Jim Donnelly: Yeah. Well, number one, if you’re a woman over 40, I would start by following Amy Killen on Instagram. You can obviously also follow Humanaut Health. You can follow us on all the social channels. You can go to humanauthealth.com. And we hope to see as many people as possible. We’re doing things in a different way. I think we’re getting better results. I think we’re making the whole dynamic of healthcare more engaging, more fun, giving people more agency. Now, it’s just the beginning. We will have 100 locations. You heard it here.
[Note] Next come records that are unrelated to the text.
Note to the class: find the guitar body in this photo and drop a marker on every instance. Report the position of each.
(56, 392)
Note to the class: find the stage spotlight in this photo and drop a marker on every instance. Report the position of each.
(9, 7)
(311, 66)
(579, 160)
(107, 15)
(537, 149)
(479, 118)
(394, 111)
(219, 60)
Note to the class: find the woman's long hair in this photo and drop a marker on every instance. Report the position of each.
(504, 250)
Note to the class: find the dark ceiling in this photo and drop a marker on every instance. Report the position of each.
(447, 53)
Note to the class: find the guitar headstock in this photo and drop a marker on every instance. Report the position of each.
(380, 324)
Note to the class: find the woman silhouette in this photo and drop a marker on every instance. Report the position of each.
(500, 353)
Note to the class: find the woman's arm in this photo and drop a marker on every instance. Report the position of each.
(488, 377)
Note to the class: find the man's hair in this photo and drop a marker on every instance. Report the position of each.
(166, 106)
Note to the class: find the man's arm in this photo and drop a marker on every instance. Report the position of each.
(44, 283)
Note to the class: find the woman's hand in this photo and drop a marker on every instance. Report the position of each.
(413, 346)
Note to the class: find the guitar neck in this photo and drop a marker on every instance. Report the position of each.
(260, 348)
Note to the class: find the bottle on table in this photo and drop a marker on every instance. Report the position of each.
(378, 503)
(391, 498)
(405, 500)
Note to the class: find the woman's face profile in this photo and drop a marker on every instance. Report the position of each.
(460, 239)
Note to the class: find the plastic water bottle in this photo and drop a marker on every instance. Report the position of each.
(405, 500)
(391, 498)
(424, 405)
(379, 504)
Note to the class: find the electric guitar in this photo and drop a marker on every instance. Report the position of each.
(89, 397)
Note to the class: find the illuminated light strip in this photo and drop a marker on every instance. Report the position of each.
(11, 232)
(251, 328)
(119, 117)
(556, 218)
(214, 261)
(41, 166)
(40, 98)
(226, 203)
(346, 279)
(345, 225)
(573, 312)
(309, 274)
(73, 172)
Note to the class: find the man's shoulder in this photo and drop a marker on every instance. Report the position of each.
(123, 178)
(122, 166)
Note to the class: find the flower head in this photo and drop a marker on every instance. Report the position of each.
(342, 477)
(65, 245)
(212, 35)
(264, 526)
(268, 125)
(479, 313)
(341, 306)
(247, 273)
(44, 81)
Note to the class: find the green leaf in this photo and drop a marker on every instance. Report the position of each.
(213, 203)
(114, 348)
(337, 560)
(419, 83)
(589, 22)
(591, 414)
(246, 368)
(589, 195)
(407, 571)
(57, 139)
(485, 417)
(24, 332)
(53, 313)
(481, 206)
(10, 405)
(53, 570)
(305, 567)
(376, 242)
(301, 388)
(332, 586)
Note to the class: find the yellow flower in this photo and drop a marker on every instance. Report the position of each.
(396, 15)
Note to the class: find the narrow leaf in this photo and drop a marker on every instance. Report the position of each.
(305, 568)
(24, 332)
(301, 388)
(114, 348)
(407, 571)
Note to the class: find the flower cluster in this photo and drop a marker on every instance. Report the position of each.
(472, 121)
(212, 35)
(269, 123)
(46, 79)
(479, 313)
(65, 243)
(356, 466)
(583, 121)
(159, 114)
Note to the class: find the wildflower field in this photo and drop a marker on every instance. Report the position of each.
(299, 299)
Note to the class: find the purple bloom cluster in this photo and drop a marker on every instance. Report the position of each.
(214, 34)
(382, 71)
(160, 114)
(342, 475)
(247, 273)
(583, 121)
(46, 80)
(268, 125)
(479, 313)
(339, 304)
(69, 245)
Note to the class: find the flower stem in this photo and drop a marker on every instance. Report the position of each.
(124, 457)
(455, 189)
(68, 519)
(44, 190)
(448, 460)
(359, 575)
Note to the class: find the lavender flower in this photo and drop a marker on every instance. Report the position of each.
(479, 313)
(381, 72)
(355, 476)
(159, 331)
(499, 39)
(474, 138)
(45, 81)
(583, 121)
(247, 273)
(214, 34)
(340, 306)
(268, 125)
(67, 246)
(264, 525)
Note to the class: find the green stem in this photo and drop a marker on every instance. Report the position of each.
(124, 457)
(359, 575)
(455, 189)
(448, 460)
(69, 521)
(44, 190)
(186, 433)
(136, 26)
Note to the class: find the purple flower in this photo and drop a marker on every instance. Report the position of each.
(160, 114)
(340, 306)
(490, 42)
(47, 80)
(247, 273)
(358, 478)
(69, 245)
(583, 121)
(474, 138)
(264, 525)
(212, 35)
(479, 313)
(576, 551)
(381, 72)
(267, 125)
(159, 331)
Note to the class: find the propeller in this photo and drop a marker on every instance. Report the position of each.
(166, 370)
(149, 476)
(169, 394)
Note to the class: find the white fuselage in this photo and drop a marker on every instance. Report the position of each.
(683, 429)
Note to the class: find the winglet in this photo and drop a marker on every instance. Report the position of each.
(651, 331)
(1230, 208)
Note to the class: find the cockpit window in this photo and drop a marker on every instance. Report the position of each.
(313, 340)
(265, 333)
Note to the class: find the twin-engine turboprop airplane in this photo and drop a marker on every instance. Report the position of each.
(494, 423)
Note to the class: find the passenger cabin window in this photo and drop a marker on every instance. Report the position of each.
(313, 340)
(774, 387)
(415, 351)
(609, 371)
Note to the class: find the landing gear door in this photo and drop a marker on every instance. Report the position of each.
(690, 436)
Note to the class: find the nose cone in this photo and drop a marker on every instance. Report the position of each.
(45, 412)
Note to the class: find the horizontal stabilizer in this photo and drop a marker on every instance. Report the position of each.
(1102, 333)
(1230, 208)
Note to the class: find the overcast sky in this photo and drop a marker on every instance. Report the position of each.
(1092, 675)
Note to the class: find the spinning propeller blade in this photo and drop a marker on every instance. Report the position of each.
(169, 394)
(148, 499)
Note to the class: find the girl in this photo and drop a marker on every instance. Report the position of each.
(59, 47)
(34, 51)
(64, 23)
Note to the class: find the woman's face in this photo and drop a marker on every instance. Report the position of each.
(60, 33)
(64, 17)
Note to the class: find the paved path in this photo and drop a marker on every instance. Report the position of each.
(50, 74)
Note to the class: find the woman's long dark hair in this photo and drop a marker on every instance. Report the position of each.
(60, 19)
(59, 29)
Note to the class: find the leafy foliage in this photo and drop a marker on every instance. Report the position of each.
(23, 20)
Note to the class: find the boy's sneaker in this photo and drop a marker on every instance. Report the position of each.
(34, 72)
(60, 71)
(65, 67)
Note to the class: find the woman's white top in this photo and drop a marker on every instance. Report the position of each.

In four years, we will have 100 locations around the United States under the Humanaut umbrella.
Brad Weimert: Amazing. Jim, thanks so much for the time, man.
Jim Donnelly: All right. Thank you. Thank you. It was a pleasure.
Today I’m talking to Jim Donnelly, a founder who has built and scaled businesses across travel, real estate, wellness, and longevity medicine.
He built an online travel community with 300,000+ members that later rolled into Travelocity. He developed luxury real estate that still holds Charlotte’s record for price per square foot. He co-founded Restore Hyper Wellness and helped scale it to 225+ locations. Now, he’s building Humanaut Health, a longevity medicine company with $10M-per-clinic potential.
But the interesting part isn’t just what Jim has built. It’s how he keeps moving into completely different industries and finding the opportunity before everyone else sees it.
A lot of founders fail when they jump categories because they assume the same playbook will work again. Jim sees it differently. He’s clear about what transfers from one business to the next, what doesn’t, and why the best opportunities are often hiding inside big categories that already exist.
We get into how he builds brands people actually care about, why he’d rather have fewer customers who love him than more customers who only like him, and the biggest lessons he learned after raising $140M in private equity.